25年(実際は60年くらい)の間、ずっと悩まされて来た身体の痛み(ここでは特に腰痛について)が改善されて来たMさん(女性 73歳)の症例について書いて行きます。
Mさんは6月末から当院の施術を受け始めました。
今まで診てもらっていた鍼灸の先生が病気で亡くなられ、いい先生はいないか、、、と探していたところ、友人から当院を紹介されて来られたのです。
長い間、ずっと現状維持で来た
聞くと、Mさんは今まで鍼灸と同時にマッサージも受けて来たと言うことです。
マッサージは毎週、鍼灸は隔週で受けて来たようです。
ここで私が思ったのは、それだけ長い間施術を受け続けても更なる重症化を何とか食い止めているだけで良くなる方向に持っていけていないのか、、、ということでした。
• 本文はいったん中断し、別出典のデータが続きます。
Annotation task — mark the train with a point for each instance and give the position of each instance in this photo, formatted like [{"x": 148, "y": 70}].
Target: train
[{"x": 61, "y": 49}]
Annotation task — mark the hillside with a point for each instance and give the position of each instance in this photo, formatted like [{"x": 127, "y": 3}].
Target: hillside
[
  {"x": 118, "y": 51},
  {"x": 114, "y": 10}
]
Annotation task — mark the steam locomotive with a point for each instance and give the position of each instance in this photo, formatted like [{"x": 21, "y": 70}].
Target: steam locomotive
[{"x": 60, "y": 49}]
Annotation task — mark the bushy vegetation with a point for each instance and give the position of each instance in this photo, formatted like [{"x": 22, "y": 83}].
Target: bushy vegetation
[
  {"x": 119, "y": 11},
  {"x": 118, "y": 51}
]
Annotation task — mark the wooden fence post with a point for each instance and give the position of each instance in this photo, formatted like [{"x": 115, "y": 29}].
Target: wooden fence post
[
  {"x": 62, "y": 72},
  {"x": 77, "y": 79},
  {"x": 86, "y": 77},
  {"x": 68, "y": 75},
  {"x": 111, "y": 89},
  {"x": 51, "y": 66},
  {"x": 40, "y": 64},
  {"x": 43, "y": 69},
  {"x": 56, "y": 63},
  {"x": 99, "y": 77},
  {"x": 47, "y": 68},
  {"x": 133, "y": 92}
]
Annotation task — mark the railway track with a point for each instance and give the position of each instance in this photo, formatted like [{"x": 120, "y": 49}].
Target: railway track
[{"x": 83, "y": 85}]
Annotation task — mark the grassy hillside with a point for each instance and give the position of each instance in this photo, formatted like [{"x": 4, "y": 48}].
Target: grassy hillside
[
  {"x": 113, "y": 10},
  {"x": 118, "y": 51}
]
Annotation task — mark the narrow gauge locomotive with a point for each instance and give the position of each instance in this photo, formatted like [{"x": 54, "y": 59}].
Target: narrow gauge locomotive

以前診ておられた先生方を責めるつもりは一切ありません。
私も長年悩んで来てようやく今に至っているだけです。
その今も、完璧なことなどできているわけではありません。
そういったことを前提として。
だからこそ治療家は患者さんの為に常に学び続けないといけないと思うのです。
当院では、患者さんがなるべく自分自身でも維持できることを目標としています。
今まで壁にぶつかって悩んで来たからこその、当院の今の理念になっています。
臨機応変に対応する
最初はMさんの身体全体の様子を確認しました。
その上で下半身を中心に、当院が取り入れている鍛える施術(運動療法)を主体にしながら施術を行いました。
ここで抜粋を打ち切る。